I am trying to pull that out, but im not sure how to have nokogiri pull out the paragraph that has something match text.

At the moment i have boards[:onthesnowfeel] = html.css(".reviewfold p").text but this captures all the paragraphs. And dont assume the paragraphs will be in order all the time. So cant just do [2] or something.

But what method would you use to scrape the paragraph that matches the text "On Snow Feel"
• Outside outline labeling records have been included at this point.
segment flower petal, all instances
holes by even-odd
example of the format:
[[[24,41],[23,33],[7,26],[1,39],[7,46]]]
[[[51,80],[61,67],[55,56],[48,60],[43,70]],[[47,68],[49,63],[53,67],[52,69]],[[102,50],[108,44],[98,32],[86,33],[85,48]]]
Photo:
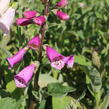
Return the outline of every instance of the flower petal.
[[[14,76],[17,87],[23,88],[28,85],[34,74],[35,67],[35,64],[31,64]]]
[[[29,42],[28,42],[28,46],[31,49],[39,49],[41,45],[41,39],[39,37],[39,35],[33,37]]]
[[[60,53],[58,53],[55,49],[46,46],[46,54],[50,61],[53,61],[56,57],[62,56]],[[63,57],[63,56],[62,56]]]
[[[26,25],[32,24],[32,20],[27,18],[18,18],[16,20],[16,24],[20,26],[26,26]]]
[[[35,17],[37,14],[38,14],[38,12],[36,12],[36,11],[25,11],[23,13],[24,17],[28,18],[28,19]]]
[[[68,56],[66,64],[67,68],[72,68],[74,64],[74,56]]]
[[[17,64],[18,62],[20,62],[23,59],[23,56],[25,55],[25,53],[27,52],[28,48],[23,48],[21,50],[19,50],[15,55],[13,55],[12,57],[8,57],[7,61],[10,64],[10,68],[12,68],[15,64]]]

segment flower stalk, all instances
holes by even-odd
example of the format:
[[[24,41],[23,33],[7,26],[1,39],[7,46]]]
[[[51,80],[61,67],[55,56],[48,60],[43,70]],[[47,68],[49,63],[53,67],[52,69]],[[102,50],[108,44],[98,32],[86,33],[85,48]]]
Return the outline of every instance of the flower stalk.
[[[48,14],[49,14],[49,1],[46,1],[44,3],[44,13],[43,13],[43,16],[46,16],[46,18],[47,18]],[[41,46],[40,46],[40,49],[39,49],[39,56],[38,56],[38,61],[39,61],[40,65],[42,63],[42,48],[43,48],[43,40],[44,40],[45,32],[46,32],[46,22],[40,28]],[[33,86],[33,90],[38,91],[38,92],[39,92],[38,80],[39,80],[40,69],[41,69],[41,66],[39,66],[38,71],[35,74],[35,77],[34,77],[34,86]],[[32,97],[32,101],[30,103],[29,109],[34,109],[37,104],[38,104],[38,100],[35,100],[35,98]]]

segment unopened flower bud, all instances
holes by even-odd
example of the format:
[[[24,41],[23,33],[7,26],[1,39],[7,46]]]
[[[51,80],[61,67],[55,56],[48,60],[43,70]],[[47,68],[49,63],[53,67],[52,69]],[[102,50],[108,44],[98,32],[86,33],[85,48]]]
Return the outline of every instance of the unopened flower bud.
[[[61,0],[60,2],[58,2],[57,4],[56,4],[56,6],[58,6],[58,7],[64,7],[64,6],[66,6],[68,4],[68,0]]]
[[[10,32],[10,27],[14,21],[15,17],[15,9],[10,7],[0,18],[0,28],[4,32],[4,34],[8,34]]]
[[[41,39],[39,35],[33,37],[29,42],[28,42],[28,47],[31,49],[39,49],[41,45]]]
[[[23,49],[20,49],[15,55],[13,55],[12,57],[8,57],[7,58],[7,61],[8,63],[10,64],[10,67],[9,68],[12,68],[15,64],[17,64],[18,62],[20,62],[25,53],[27,52],[28,48],[25,47]]]
[[[20,25],[20,26],[26,26],[26,25],[29,25],[29,24],[32,24],[32,20],[31,19],[27,19],[27,18],[18,18],[16,20],[16,24],[17,25]]]
[[[38,16],[33,18],[33,22],[37,25],[43,25],[46,22],[46,17],[45,16]]]
[[[24,17],[28,18],[28,19],[35,17],[37,14],[38,14],[38,12],[36,12],[36,11],[25,11],[23,13]]]
[[[9,7],[10,0],[0,0],[0,17]]]
[[[62,12],[62,11],[59,11],[59,10],[58,11],[55,11],[55,14],[61,20],[68,20],[68,19],[70,19],[69,15],[66,14],[66,13],[64,13],[64,12]]]
[[[32,79],[35,68],[35,64],[31,64],[16,74],[14,76],[16,86],[19,88],[27,87],[29,81]]]

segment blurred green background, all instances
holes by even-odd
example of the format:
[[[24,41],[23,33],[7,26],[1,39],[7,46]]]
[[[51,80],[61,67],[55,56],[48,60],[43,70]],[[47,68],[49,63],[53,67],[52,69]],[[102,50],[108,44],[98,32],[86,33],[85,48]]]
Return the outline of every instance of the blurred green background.
[[[51,5],[56,2],[58,0],[51,0]],[[12,3],[16,8],[15,20],[26,10],[40,13],[43,10],[40,0],[12,0]],[[58,81],[76,90],[66,91],[61,97],[53,93],[42,97],[37,109],[108,109],[109,0],[69,0],[69,5],[62,10],[70,15],[70,20],[61,21],[51,12],[44,44],[65,56],[74,55],[74,67],[61,71],[51,68],[43,51],[40,84],[43,87],[44,83]],[[0,32],[0,109],[28,109],[31,84],[29,88],[18,89],[13,75],[35,61],[37,52],[30,50],[12,70],[8,69],[6,58],[25,47],[39,29],[37,25],[20,27],[14,23],[10,35],[3,36]],[[44,90],[41,88],[41,96],[44,96]],[[56,89],[55,94],[59,90]]]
<div id="review" class="reviewfold">
<p>The <strong>Salomon A</strong><b>assassin</b>&nbsp;Lorem ipsum dolor sit amet, consectetur adipiscing elit, sed do eiusmod tempor incididunt ut labore et dolore magna aliqua. </p>
<p><b>Approximate Weight</b>: Moew mix is pretty normal</p>
<p><strong>On Snow Feel:&nbsp;</strong>At vero eos et accusamus et iusto odio dignissimos ducimus qui blanditiis praesentium voluptatum.</p>
<p><strong>Powder:&nbsp;</strong>It is a long established fact that a reader will be distracted by the readable content of a page when looking at its layout. </p>
</div>

Solution

  • You could use Enumerable#find in combination with a regexp match =~ to get the desired element content.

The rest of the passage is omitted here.